Stuck Issue (ONGOING)

Issue:

https://github.com/waku-org/nwaku/issues/2921#issuecomment-2239277713

TL;DR:

Analyzing Discv5 and the time it takes to find other peers, in some of the simulations we observed that some messages were being delivered twice (more info: https://www.notion.so/Message-hash-duplication-d59f6133a2e341398064562d7a4c74f2).

In order to further investigate this, we set up the node logs from INFO to TRACE. Then, we started seeing another issue. This time, some nodes were losing messages.

We were able to duplicate this issue in nWaku v0.30 and v0.31. Trying to further analyze this, we end up discovering that the issue of messages being delivered only happens when the logs are in TRACE MODE.

While investigating this issue, we discovered a leak in Yamux: Yamux issue (Solved). We are still not sure if it is related, but as this also happens in mplex, and as far as we investigated, this leak issue is not part of mplex.

Lab Structure: 9 physical machines with 8 virtual machines each

vash	vaxis	nia	juhani	atris	ambellina	al	inferno	monstar
ruby-k8s-w01	ruby-k8s-w09	ruby-k8s-w17	ruby-k8s-w25	ruby-k8s-w33	ruby-k8s-w41	ruby-k8s-w49	ruby-k8s-w57	ruby-k8s-w65
…	…	…	…	…	…	…	…	…
ruby-k8s-w08	ruby-k8s-w16	ruby-k8s-w24	ruby-k8s-w32	ruby-k8s-w40	ruby-k8s-w48	ruby-k8s-w56	ruby-k8s-w64	ruby-k8s-w72

Question 1: Is the issue related to the number of waku nodes per virtual machine?
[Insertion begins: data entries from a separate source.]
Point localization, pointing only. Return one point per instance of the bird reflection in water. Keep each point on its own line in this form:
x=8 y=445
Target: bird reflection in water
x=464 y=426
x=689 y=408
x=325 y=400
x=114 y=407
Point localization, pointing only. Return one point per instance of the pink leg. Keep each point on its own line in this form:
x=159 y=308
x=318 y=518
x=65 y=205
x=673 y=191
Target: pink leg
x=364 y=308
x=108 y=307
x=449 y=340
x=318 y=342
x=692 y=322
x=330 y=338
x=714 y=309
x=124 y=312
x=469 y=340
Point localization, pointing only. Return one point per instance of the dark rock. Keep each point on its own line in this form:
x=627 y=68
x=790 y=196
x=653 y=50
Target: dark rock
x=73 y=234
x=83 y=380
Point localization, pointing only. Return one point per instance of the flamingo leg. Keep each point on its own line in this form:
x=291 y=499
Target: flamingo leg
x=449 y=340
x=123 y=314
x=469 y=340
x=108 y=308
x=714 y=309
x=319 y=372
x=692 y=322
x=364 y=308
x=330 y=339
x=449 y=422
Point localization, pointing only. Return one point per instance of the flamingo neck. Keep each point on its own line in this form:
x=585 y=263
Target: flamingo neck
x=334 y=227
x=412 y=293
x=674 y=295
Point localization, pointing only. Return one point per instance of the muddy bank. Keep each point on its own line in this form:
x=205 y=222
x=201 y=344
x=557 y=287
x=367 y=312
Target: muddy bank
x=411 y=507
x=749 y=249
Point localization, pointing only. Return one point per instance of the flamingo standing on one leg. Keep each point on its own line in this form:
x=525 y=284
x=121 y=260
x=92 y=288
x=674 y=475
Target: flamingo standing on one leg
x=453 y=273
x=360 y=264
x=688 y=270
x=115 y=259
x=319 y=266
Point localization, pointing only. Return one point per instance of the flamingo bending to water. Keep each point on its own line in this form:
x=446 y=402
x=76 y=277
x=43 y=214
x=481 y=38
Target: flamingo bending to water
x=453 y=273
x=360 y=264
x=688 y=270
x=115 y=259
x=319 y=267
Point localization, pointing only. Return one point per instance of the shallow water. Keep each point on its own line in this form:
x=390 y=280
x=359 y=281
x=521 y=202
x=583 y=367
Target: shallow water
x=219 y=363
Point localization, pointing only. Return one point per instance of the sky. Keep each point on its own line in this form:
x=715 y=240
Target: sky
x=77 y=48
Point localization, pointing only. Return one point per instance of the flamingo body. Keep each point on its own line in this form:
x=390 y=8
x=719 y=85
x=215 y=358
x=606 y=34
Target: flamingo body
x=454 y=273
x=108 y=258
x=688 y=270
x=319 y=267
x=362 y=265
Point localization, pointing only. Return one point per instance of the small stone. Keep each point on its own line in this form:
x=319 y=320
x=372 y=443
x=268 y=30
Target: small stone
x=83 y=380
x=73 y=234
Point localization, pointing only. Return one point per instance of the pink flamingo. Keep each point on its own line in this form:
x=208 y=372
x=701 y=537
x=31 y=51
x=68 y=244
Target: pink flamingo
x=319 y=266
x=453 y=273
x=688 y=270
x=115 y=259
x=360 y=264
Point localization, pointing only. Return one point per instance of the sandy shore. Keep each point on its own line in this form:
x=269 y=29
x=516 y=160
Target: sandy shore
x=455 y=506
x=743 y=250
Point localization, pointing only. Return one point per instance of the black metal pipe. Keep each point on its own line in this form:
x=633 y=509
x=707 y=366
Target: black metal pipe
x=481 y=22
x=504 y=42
In order to answer this, we will repeat 10 simulations with 100 waku nodes. Each time the issue happens, we will chech if that waku node is sharing the virtual machine with another waku node.

To help us visualize this, we will use the following table:

					Machines
		vash	vaxis	nia	juhani	atris	ambellina	al	inferno	monstar
	w01

	w02
Workers	w03
	w04
	w05

	w06
	w07

	w08

In each simulation, every time a node failed to receive all messages because it has been in a blocked state, we will put it here. The idea is to check if a malfunctioning node is sharing either virtual machine (row-Worker) and/or physical host (column-Machine).